Мне еще один вопрос тогда не давал покоя — зачем он умер таким молодым? Почему вообще нужно молодым умирать? В одной из Батюшкиных книг нашла ответ — потому что «в чем застану, в том сужу». Вот и забирает Господь человека в момент, наиболее благоприятный для его спасения, если предвидит, что дальше эта жизнь пойдет под откос, что он уже не станет лучше, что сейчас — вершина его духовной жизни.
«Да его как будто подменили», — сказали мне Юрины друзья, с которыми он провел в Юрмале свое последнее лето. Он ведь в Москве не мог выйти из дому, если стрелки на брюках были чуть-чуть не так заглажены. Когда мы искали ему белую рубашку, я увидела в шкафу целую наволочку с галстуками. А тут он ходил по Юрмальскому бродвею в тренировочных штанах с вытянутыми коленками. И отправлял своих друзей по вечерам в театр или на концерт, а сам оставался дома с их маленьким ребенком. И все говорил о смерти, о вечности и читал им свои любимые стихи:
Я его таким не знала.
Первой после Юры умерла его тетя Фаина, которая жила в их семье, она не пережила этой смерти, и ушла в прошлое таинственная история ее жизни в Тегеране, где она выучила персидский язык, так она мне ничего и не рассказала. Потом оказался в больнице с инфарктом его отец, Давид. Батюшка мой отец Наум в Лавре тогда мне сказал:
— Покрести его сама.
А я не понимала, как к нему подступиться, до такой степени он был от всего далек.
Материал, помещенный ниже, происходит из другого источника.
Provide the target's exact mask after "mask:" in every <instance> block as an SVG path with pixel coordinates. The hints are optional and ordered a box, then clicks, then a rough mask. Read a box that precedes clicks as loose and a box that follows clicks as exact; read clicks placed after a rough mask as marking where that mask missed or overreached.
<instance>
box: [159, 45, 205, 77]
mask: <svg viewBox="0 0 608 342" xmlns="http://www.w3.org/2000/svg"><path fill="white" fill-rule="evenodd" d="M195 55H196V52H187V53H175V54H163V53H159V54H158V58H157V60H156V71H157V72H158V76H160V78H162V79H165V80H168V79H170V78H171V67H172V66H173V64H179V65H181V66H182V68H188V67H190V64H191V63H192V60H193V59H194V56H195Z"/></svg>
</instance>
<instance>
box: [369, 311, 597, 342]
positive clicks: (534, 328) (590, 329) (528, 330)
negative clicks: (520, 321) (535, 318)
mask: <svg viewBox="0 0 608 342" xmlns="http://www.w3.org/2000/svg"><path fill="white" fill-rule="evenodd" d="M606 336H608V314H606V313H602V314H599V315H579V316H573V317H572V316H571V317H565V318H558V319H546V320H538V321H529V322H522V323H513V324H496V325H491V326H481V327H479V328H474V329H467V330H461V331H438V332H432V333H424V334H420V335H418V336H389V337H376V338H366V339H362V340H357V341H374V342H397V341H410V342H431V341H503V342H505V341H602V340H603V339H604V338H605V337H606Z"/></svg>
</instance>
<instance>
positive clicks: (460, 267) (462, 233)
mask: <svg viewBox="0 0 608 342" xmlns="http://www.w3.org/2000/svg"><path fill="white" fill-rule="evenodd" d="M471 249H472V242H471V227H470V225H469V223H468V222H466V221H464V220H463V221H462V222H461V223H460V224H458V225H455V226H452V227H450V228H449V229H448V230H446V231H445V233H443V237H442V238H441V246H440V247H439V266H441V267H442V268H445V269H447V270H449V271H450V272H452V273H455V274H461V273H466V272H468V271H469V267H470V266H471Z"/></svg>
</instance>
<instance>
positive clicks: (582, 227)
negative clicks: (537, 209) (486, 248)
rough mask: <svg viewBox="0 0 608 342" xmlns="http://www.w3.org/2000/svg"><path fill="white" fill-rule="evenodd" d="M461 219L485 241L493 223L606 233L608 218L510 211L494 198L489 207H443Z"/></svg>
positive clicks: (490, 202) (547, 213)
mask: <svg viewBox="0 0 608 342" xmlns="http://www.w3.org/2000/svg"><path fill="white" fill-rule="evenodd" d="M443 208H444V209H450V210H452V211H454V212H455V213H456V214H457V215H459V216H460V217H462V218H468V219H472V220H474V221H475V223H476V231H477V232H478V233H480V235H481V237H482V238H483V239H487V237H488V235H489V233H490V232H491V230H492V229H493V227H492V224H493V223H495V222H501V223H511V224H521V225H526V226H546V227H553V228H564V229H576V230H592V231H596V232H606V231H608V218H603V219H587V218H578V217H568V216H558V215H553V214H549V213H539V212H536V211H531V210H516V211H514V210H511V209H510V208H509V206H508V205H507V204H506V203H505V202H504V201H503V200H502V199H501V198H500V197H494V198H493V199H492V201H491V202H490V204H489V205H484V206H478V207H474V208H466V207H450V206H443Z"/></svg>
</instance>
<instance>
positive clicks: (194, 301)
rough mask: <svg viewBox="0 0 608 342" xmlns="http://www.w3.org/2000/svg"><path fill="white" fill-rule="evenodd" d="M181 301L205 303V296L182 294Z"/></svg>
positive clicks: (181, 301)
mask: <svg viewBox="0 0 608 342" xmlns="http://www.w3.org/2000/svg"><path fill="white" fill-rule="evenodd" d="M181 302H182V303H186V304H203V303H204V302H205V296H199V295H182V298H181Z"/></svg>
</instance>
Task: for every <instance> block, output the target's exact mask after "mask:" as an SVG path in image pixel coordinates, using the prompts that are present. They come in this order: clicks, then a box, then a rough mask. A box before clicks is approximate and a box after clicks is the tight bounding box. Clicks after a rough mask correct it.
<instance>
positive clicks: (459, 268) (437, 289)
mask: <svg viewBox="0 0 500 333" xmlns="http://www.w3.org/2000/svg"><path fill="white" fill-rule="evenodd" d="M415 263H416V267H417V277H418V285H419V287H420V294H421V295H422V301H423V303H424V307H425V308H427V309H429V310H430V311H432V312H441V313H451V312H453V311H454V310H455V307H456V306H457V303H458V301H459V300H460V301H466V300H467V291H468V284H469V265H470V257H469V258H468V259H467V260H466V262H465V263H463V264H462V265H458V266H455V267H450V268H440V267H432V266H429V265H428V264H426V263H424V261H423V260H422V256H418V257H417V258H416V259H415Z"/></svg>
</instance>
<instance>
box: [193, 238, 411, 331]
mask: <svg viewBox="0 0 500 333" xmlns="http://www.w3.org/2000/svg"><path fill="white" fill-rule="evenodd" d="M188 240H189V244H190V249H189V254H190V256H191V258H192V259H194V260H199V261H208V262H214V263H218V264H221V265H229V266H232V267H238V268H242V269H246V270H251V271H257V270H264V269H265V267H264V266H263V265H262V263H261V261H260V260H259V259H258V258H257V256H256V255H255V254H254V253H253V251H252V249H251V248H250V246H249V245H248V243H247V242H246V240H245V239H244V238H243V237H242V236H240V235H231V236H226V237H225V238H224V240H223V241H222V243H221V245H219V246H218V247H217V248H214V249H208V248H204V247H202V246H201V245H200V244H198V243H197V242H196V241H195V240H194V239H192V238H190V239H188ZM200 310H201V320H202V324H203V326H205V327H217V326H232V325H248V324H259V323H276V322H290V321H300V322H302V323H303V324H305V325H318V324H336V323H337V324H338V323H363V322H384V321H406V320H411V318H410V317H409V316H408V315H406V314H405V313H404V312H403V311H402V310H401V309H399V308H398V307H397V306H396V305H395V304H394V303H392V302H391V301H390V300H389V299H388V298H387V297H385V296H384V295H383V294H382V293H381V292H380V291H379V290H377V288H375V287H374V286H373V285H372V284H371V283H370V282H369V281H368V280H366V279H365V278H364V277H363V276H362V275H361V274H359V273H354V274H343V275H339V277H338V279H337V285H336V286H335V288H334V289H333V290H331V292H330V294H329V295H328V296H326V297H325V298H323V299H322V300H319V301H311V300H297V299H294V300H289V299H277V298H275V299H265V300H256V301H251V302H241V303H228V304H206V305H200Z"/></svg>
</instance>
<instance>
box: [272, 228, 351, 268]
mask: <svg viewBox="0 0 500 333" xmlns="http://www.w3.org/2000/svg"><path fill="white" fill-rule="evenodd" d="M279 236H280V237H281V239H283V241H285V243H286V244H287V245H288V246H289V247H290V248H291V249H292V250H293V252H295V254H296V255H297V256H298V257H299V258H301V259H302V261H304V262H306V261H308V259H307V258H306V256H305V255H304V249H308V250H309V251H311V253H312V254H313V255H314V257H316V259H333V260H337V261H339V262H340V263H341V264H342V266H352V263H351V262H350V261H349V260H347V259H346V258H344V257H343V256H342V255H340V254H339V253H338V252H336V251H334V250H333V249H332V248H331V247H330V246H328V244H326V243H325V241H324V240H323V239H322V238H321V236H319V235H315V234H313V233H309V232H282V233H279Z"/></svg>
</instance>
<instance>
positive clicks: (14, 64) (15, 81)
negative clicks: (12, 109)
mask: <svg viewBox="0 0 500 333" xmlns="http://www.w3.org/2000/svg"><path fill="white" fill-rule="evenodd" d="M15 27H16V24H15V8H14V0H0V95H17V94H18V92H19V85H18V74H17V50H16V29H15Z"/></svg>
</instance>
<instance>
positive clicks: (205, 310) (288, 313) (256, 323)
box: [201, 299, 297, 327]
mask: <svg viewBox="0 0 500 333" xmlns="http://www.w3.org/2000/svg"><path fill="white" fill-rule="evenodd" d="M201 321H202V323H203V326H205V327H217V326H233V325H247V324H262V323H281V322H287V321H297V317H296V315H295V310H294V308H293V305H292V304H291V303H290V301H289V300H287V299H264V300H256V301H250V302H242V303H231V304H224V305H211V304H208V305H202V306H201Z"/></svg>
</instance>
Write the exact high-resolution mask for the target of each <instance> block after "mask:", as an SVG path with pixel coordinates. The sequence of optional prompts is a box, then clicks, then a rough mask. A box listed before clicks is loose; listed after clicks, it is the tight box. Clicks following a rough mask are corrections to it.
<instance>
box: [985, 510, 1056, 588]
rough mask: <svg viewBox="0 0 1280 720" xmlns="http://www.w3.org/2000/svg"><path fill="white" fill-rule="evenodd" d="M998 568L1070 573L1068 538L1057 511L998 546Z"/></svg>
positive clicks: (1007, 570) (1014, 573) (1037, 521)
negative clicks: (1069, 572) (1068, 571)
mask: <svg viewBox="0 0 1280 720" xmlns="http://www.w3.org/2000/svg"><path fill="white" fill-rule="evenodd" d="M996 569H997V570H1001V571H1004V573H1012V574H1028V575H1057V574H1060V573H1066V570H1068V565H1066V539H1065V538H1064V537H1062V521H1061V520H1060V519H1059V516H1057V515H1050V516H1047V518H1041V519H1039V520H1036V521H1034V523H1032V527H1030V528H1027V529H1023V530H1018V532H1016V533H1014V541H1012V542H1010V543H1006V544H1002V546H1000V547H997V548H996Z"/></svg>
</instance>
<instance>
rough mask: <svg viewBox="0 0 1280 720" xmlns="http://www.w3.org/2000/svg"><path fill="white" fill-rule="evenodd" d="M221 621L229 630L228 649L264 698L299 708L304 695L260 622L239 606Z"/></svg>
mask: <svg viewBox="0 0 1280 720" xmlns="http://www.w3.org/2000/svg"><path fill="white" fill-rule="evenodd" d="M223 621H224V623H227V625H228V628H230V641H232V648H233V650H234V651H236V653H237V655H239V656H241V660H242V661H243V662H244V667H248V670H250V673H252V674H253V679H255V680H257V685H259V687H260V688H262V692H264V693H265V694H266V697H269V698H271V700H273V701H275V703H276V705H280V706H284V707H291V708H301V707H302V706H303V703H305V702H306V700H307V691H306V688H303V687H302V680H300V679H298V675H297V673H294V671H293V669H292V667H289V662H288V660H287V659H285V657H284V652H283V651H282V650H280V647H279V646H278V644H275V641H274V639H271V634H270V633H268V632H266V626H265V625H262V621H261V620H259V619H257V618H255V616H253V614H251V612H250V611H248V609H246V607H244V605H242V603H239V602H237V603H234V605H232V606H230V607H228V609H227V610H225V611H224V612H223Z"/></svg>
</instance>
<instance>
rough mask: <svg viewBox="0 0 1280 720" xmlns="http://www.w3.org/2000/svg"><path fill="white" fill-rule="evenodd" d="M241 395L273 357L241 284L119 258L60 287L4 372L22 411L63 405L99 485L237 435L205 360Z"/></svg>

Шло время, а я никак не могла себя заставить начать с ним этот разговор. «Немедленно, Катя, немедленно делайте это, вы же можете опоздать», — и отец Алексей буквально вытолкал меня за дверь. В тот день я приехала к отцу Алексею на Изумрудную улицу, в тесную московскую квартиру, где все тогда еще были живы: и отец его, Николай, как и мой, полковник ракетных войск, и Толя, его младший брат, — он единственный в семье был домашним человеком, помощником матери. Каждый день он выгуливал по утрам собаку, а потом ехал на занятия — Толя преподавал скульптуру в Архитектурном институте — или в мастерскую. Сколько раз он приглашал меня взглянуть на свои работы, а я увидела их только на его посмертной выставке в Доме скульптора, где потом и работала до самой своей смерти его мама, любимая моя Екатерина Александровна, — там она была каждый день рядом с Толей. Он как-то попросил у меня редкую в то время книгу «Избранные места из переписки с друзьями» — у меня было полное дореволюционное собрание Гоголя издания Брокгауза и Ефрона. Толя тогда лепил Гоголя, он искал истину, и этот его поиск остался воплощенным в прекрасных скульптурных портретах Гоголя и в многочисленных пьеттах — скульптурных изображениях снятия Спасителя с Креста.